Thank you for the info. i agree probably 84‘ however the wheels/hubs are not stock. Wondering what the history on those are and value


----------



## GTs58 (Oct 29, 2020)

That's a 1984 Schwinn built by Murray using parts Schwinn supplied like the head tube and rear drop outs. The actual build date should be stamped in the head badge next to the letter I.


----------



## GTs58 (Oct 29, 2020)

That's a 1984 Schwinn built by Murray using parts Schwinn supplied like the head tube and rear drop outs. The actual build date should be stamped in the head badge next to the letter I.

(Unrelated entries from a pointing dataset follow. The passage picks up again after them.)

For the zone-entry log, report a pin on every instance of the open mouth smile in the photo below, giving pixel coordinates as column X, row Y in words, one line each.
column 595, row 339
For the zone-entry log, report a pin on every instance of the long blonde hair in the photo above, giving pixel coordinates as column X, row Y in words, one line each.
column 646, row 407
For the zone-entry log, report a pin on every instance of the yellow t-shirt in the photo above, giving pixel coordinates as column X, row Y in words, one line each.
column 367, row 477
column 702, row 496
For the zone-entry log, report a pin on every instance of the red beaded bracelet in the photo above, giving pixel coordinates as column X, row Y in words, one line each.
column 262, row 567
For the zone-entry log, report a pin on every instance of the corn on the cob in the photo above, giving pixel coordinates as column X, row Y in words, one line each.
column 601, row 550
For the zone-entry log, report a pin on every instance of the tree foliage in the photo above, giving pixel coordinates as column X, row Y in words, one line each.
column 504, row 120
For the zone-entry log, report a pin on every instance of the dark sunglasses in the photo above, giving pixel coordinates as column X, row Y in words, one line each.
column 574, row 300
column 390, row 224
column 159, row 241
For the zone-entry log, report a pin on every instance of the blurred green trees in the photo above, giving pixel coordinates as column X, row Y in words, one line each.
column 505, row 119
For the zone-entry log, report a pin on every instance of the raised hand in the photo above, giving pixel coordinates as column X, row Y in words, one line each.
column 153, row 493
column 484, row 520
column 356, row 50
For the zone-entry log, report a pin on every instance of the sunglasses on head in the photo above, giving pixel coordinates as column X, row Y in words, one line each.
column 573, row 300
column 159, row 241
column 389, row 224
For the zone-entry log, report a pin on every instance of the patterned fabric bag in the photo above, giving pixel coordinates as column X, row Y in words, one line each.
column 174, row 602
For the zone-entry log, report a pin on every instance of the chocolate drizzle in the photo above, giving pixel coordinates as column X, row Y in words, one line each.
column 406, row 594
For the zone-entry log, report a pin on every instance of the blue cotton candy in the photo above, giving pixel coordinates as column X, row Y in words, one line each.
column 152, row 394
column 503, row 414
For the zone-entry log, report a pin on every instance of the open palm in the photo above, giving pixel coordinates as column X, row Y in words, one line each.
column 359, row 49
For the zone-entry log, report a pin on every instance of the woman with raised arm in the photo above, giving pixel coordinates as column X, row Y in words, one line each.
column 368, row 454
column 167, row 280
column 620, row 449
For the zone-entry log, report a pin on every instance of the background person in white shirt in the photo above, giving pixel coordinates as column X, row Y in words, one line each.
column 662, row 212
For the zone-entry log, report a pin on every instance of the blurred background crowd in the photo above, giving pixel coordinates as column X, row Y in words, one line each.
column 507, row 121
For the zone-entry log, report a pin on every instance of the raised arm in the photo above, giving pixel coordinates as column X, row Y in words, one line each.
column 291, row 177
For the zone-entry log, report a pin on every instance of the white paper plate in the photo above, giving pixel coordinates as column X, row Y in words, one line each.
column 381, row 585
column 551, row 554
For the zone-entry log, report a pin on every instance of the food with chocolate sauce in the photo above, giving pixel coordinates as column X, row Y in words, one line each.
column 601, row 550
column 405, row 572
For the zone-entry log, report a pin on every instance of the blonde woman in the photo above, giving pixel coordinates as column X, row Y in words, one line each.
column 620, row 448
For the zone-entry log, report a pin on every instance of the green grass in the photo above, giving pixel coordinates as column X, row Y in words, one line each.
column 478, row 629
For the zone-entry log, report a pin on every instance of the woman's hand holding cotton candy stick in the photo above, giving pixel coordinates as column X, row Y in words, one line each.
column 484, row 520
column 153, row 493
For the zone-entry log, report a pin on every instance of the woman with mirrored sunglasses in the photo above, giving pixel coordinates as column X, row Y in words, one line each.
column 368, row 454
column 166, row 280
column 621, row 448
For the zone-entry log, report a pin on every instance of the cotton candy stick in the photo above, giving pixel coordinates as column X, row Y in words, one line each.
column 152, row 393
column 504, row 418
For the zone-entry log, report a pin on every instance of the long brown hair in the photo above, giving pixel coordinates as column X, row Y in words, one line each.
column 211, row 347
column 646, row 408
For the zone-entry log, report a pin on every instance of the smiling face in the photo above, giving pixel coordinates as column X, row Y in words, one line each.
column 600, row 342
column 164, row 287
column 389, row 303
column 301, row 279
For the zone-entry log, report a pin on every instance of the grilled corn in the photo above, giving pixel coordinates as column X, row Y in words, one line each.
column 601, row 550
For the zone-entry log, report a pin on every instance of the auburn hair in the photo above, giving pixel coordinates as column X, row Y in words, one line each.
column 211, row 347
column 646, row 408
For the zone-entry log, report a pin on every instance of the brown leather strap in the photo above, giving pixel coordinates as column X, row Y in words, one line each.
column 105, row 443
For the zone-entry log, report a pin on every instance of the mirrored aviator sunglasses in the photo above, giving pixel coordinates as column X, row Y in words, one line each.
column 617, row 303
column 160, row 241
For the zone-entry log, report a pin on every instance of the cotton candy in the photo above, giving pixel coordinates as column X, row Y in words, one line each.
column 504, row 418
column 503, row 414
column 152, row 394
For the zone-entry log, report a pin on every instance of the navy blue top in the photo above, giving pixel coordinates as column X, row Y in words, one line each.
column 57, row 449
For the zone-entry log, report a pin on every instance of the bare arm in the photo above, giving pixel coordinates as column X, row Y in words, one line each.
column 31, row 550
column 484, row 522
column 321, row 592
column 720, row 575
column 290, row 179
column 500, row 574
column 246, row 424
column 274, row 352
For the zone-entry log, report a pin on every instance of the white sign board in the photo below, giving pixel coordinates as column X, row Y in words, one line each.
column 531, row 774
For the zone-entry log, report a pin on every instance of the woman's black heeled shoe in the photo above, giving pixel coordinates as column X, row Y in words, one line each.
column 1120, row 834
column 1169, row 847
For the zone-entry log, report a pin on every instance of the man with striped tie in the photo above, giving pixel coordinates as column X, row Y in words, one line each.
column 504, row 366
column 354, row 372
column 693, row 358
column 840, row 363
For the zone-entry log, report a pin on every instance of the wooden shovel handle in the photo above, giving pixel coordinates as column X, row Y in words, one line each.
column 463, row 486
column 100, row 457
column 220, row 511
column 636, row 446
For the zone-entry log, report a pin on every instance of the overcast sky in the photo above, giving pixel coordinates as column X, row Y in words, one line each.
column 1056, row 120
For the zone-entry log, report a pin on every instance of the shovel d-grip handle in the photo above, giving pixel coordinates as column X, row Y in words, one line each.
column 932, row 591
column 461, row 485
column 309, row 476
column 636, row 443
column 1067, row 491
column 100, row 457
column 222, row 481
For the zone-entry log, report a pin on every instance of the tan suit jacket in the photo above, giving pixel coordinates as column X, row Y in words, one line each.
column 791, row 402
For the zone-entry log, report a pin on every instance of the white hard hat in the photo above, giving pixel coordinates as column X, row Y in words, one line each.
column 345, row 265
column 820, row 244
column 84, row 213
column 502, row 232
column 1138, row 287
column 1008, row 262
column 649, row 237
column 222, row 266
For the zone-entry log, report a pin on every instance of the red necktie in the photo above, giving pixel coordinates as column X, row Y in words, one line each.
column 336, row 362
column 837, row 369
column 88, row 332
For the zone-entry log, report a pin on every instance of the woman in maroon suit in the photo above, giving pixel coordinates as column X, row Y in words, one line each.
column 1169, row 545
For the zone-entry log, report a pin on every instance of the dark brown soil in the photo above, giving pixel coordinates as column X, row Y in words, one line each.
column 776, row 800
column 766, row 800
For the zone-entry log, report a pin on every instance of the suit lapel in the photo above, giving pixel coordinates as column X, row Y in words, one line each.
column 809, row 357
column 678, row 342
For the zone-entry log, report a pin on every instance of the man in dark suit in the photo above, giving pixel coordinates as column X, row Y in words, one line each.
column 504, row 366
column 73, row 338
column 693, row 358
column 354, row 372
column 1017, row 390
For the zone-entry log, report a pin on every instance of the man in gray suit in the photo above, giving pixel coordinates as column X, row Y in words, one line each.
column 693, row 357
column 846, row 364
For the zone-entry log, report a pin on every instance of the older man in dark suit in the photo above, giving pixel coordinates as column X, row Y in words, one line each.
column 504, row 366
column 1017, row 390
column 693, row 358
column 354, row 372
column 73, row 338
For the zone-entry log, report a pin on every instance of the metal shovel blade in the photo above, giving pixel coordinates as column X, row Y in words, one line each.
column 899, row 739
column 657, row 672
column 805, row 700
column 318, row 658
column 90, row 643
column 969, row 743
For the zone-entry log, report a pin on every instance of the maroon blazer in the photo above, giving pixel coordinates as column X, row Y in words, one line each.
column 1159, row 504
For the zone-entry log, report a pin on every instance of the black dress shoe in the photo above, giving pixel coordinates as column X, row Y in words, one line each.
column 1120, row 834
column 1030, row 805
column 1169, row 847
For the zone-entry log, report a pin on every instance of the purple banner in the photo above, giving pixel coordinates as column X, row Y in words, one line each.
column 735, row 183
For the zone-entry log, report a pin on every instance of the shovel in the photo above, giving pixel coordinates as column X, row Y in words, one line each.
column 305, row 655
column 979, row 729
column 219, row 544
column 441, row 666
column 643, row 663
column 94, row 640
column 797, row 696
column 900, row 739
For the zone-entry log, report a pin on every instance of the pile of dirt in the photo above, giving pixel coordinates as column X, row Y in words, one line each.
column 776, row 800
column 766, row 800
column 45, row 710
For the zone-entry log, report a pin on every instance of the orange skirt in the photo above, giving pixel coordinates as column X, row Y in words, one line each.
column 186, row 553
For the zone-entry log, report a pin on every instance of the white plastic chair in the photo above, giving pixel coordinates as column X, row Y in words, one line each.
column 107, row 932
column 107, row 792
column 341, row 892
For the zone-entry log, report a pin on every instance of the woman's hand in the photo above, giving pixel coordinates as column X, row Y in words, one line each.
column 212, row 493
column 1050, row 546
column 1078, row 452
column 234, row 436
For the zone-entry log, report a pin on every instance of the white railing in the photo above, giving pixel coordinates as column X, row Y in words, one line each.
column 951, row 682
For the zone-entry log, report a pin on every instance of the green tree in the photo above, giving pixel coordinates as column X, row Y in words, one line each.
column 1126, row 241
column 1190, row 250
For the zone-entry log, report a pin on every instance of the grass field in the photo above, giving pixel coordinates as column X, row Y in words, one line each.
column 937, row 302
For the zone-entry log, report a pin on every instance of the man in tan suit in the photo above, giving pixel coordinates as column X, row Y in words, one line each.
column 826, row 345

Thanks for the double post John Candy!!!!!!!!!!


----------



## Xlobsterman (Oct 29, 2020)

75 Bronco said:


> Can anyone provide information on this Schwinn? The Schwinn serial number identification tool asked if the serial number was on the rear drop out OR under the pedal crank.  The serial number on this bike is on the head tube. Any idea of value? The rims look like they may be semi valuable? This bike was used to go down steep caves in Hawaii. according to the current owner its at least 40 years old.  Thank you




What are the 4 numbers stamped into the head badge?


----------



## birdzgarage (Oct 29, 2020)

The wheels and other parts are nice stuff.atom drum hubs laced to araya 7x rims.nice bars.more pics of the parts would help id the other stuff.appears to be nice era correct parts.neat bike with a kool story.sweet mid eightys klunker build.


----------



## Oilit (Oct 29, 2020)

Can we get a better picture of the serial number? I see H400124 but these usually started with two letters, unless there was a change in 84. The decals look like those on the Murray built Schwinns and the wheels aren't stock, but the drum brakes are a nice touch. Are the rims anodized aluminum or painted steel? And a picture of the bottom bracket area would confirm if it's Murray built. That bike will clean up and be a looker!


----------



## Robert Troub (Oct 29, 2020)

75 Bronco said:


> Thank you for the info. i agree probably 84‘ however the wheels/hubs are not stock. Wondering what the history on those are and value



more value in the frame.....


----------



## Simple. (Nov 1, 2020)

That’s a nice setup with the wheels, forks, and bars.  I wish I could buy a setup like that for one of my frames!


----------